Khomeini also attacked provisions of the reforms that would allow members of Iran''s non-Muslim minority to be elected or appointed to local offices:
I have repeatedly pointed out that the government has evil intentions and is opposed to the ordinances of Islam. ... The Ministry of Justice has made clear its opposition to the ordinances of Islam by various measures like the abolition of the requirement that judges be Muslim and male; henceforth, Jews, Christians, and the enemies of Islam and the Muslims are to decide on affairs concerning the honor and person of the Muslims.—
A couple months later on Ashura, Khomeini gave an angry speech attacking the Shah as a "wretched miserable man" and asking whether the Shah was an "infidel" Jew. Two days later, on June 5, Khomeini was arrested. This sparked three days of rioting and left several hundred dead. The riots were remembered in speeches and writings as the time when the army "slaughtered no less than 15,000". Khomeini was released from house arrest in April 1964 but sent into exile that November.

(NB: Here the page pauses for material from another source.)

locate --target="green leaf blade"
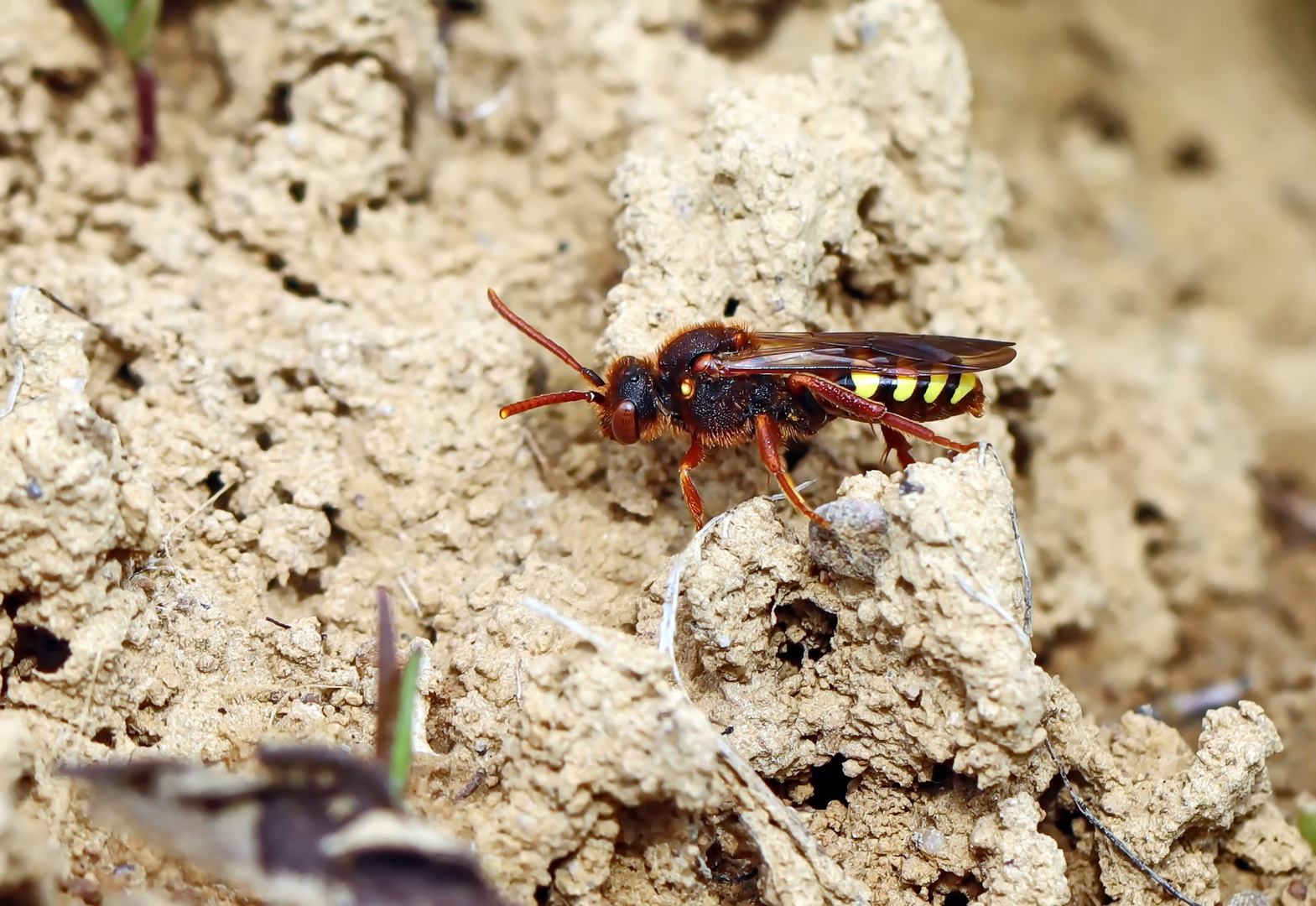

A recent book published by a parastatal organization in the Islamic Republic make no mention of non-Muslims deciding on affairs concerning the honor of Muslims, but claims that "the right of women to be elected was a cover to conceal other plots," specifically allowing Bahá''ís to hold office and relations with Israel. A bill unsuccessfully introduced before the referendum but with similar measures
concerned town and province councils which would delete the candidates and voters election conditions of: `Being a Muslim, swearing on the Quran and being a male,` was approved by the cabinet of Amir Asadollah Alam (16 Mehr 1341/8 October 1962). The right of women to be elected was a cover to conceal other plots. The deletion and alteration of the first two conditions were aimed at legalization of the presence of Bahai(sic) elements in key government positions. As mentioned above, one of the U.S.''s conditions for its support of the Shah, was the Shah''s support of Israel and the enhancement of relations between Iran and Israel. The infiltration of the followers of the colonialistic ideology of Bahaism(sic) into the three forces would ensure this condition. ...—
However, there is no proof of those statements, and accusations of conspiracy theories against the Bahá''ís have continually existed from the 20th century to draw public attention away from the government. These accusations helped define a new ''other'' and reaffirmed a threatened Shi''i self. Chehabi suggests that the accusations and prejudices of secular Iranians against the Bahá''ís arise from the anti-cosmopolitan outlook of Iranian nationalism; while the Bahá''í Faith affirms the unity of humanity, Iranian nationalism has contained strong xenophobic elements.